Nous voulons leur faire comprendre que nos rôles dans la société ne sont pas dus à notre sexe, mais à une image de la femme et de l'homme que la société veut maintenir. Les enfants détestent l'injustice, donc c'est plus facile.

Anne Plouët

à franceinfo

Jean-Michel Taliercio s'empare d'un marqueur. "Nous allons définir trois mots, expose-t-il. Alors, on parle de quoi quand on parle d'égalité ?" Les mains se lèvent. "Que les femmes et les hommes aient les mêmes droits", énonce Léa*. "Il y a les discriminations, par exemple, les racistes", lance Lucas* dans le fond de la salle. Jean-Michel Taliercio valide la première réponse, inscrivant "mêmes droits" au tableau.  

Jean-Michel Taliercio, de l'association Dans le genre égales, explique à des élèves de cinquième ce que signifie le terme "sexisme", le 5 décembre 2017, au collège Henri-Matisse, à Paris.  (VALENTINE PASQUESOONE / FRANCEINFO)

L'animateur s'attaque ensuite à la définition du sexisme. Le mot captant l'intérêt des jeunes, les bavardages reprennent. "En général, c'est contre les femmes", tente une adolescente. "Souvent, on dit que l'homme est supérieur à la femme", confirme une autre élève. Jean-Michel Taliercio écrit "supériorité des sexes" au marqueur. "Ça mène aux discriminations, décrypte-t-il. Et ces discriminations, elles mènent à quoi ? A une différence de traitement."

Puis, place à la définition des stéréotypes. Les réactions sont immédiates. "On raconte quelque chose sur l'autre, sans forcément que ce soit vrai", répond un garçon avec assurance. "Et vous en connaissez, des clichés ?" interroge Jean-Michel Taliercio. "L'homme qui part à la guerre !" lance une élève. "Une publicité montrant une femme faisant du bricolage !" s'amuse un de ses camarades. La cloche sonne. Les élèves foncent vers le couloir, pendant que les intervenants préparent la suite. 

C'est super, ils ont plein de questions ! Les enfants sentent quand quelque chose n'est pas normal. Quand une petite fille entend qu'une femme est moins bien payée, elle pose une question.

Jean-Michel Taliercio

à franceinfo

Une question écrite par une élève, lors d'un atelier de lutte contre le sexisme au collège Henri-Matisse, le 5 décembre 2017, dans le 20e arrondissement de Paris.  (VALENTINE PASQUESOONE / FRANCEINFO)

De retour de la récré, Anne Plouët et Jean-Michel Taliercio distribuent les post-it. Les chaises ont été disposées en cercle pour mieux discuter. Les adolescents doivent écrire leurs interrogations sur les inégalités et les clichés entre filles et garçons. Ils débattront ensuite, avec un bâton de parole. 

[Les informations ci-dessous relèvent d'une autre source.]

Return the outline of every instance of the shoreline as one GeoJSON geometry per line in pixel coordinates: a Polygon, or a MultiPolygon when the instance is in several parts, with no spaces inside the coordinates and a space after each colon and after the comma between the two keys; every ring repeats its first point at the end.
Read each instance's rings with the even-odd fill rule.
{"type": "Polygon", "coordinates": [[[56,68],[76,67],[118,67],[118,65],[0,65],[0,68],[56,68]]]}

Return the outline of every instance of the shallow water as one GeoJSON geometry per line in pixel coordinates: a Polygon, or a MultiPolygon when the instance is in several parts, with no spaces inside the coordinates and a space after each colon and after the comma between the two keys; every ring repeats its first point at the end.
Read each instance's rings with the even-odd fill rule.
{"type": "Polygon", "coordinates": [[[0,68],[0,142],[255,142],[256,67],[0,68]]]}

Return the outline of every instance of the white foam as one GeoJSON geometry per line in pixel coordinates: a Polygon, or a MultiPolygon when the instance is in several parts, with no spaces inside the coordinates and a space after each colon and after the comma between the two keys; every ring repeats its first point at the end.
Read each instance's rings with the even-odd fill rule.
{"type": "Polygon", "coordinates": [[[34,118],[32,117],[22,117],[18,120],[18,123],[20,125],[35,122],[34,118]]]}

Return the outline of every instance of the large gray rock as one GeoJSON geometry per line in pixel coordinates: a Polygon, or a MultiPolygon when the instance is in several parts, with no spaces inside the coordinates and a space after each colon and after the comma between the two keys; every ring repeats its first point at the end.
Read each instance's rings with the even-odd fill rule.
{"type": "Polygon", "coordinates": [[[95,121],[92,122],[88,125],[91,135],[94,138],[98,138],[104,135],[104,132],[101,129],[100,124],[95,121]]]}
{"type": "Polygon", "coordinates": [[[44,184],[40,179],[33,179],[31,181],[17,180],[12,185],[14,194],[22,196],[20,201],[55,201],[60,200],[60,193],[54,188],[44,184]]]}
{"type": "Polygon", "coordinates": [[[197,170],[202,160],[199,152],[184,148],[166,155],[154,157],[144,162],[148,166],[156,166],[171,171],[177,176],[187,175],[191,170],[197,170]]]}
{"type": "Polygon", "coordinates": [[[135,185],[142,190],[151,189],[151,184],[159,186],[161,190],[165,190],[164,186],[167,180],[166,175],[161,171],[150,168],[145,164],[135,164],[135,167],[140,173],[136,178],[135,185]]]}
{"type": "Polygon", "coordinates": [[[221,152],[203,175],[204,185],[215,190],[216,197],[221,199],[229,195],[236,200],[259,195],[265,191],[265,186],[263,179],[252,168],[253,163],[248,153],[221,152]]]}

"On avait envie d'être sauvées par un prince"

Plusieurs post-it convergent autour d'une même question, posée à voix haute par l'animateur. "Pourquoi ce sont toujours les garçons qui sauvent les filles dans les films ?" "C'est l'image qu'on donne aux enfants", répond une élève. Face à elle, Thomas* réalise que "dans James Bond, il n'y a pas d'agents secrets femmes. Les femmes, elles l'amadouent avec leur féminité !" Jean-Michel Taliercio rebondit : "L'histoire d'Adam et Eve, c'est déjà ça !" explique-t-il, soulignant les clichés de la femme faible ou tentatrice face à l'homme d'action. "Mais quand on était petites, on avait envie d'être sauvées par un prince", s'interroge une élève. "Ce n'est pas toute seule que tu as pensé ça", sourit l'intervenant, relevant l'influence des contes de fées. "On pourrait changer ces images !"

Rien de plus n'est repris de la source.